Speaker
Description
The ETpathfinder (ETPF) is a scaled prototype of the Einstein Telescope gravitational wave observatory, developed to validate and advance the technologies required for next-generation detection. It features two Fabry–Perot Michelson interferometer arms cooled by liquid nitrogen (LN₂), with one arm requiring additional cooling to approximately 10 K. Because third-generation laser-interferometry detectors demand minimal vibration for precise measurements, the University of Twente has proposed a modular “cryochain” design. This configuration combines sorption-based compressors and Joule–Thomson (J–T) cold stages in a parallel cascade at 40 K (neon), 15 K (hydrogen), and 8 K (helium), yielding cooling powers of 2.5 W, 0.5 W, and 0.05 W, respectively.
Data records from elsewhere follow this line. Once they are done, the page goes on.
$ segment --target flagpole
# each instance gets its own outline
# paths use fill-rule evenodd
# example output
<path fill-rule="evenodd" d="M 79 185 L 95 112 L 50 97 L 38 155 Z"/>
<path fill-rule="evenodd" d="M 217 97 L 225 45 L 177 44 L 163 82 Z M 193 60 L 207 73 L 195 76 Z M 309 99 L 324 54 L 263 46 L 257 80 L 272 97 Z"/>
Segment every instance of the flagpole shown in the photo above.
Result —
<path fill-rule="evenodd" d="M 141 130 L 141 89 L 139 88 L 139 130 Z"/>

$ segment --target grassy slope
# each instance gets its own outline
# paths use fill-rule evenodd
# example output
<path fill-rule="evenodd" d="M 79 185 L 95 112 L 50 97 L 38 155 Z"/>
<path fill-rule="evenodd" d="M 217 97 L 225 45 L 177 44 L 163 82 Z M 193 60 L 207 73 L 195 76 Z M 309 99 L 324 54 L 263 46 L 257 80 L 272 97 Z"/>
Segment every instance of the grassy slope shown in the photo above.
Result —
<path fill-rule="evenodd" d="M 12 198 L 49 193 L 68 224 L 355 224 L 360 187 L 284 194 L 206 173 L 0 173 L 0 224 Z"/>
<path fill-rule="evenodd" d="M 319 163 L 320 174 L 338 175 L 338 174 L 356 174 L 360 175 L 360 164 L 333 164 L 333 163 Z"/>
A key factor in ensuring the cryocooler’s compactness and performance is the sorption compressor, which comprises multiple sorption cells and additional passive components. The design and operation of these sorption cells require thorough investigation and optimization to achieve the targeted cooling efficiency. Recent predictive models of the sorption process offer valuable insights into factors such as pressure dynamics and thermodynamic cycles, informing critical design decisions for improved efficiency and reduced vibration. Crucially, these optimizations can also be adapted for low-vibration cryocooling in space-based systems and satellite applications, where minimizing disturbance is equally vital. Collectively, these developments establish a pathway for implementing a robust, low-vibration sorption cryocooler, representing a significant stride toward meeting the stringent requirements of high-sensitivity measurement applications.